Trump: Jerusalem Embassy To Cost Less Than Half Of $1B Proposal; ‘May Go’ To Innauguration


President Donald Trump said Friday he rejected a plan to spend $1 billion on the new US Embassy in Jerusalem and plans to do it for less than half a million dollars instead.

He said he “may go” to the embassy opening May 14.

At a joint news conference with German Chancellor Angela Merkel, Trump said he had started signing his name to a proposal when he noticed the eye-popping $1 billion figure. He says he called it off.

Trump noted US Ambassador to Israel David Friedman told him it could be done for a mere $150,000, but added he didn’t want to go that low and approved spending $300,000 or $400,000 instead.

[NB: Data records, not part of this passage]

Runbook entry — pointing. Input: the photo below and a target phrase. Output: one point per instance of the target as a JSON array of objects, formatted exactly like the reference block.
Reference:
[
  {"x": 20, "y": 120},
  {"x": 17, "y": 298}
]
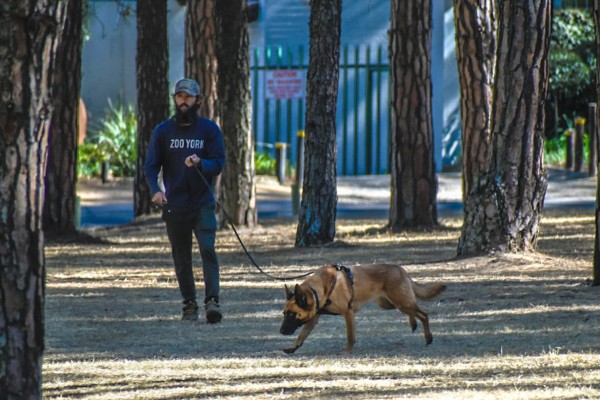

The embassy is moving from Tel Aviv. Rather than build a new building, the US is retrofitting a small part of an existing American consular facility so the embassy can open quickly.

Aside from leading the move to recognize Jerusalem as Israel’s capital and move its embassy there, the US has also taken Israel’s stance on Iran—emphasizing the importance of deterring the Islamic Republic away from seeking nuclear capabilities.

At the conference, the president was asked if he would use military force to reign in Iran’s nuclear program, if the US drops out of the international nuclear deal with Iran.

Trump said he won’t discuss the use of military force, but he says: “They are not going to be doing nuclear weapons. You can bank on it.”

He then called on NATO allies to increase their defense spending, pressing European nations to spend at least two percent of their GDP on defense—as he has urged since his campaign.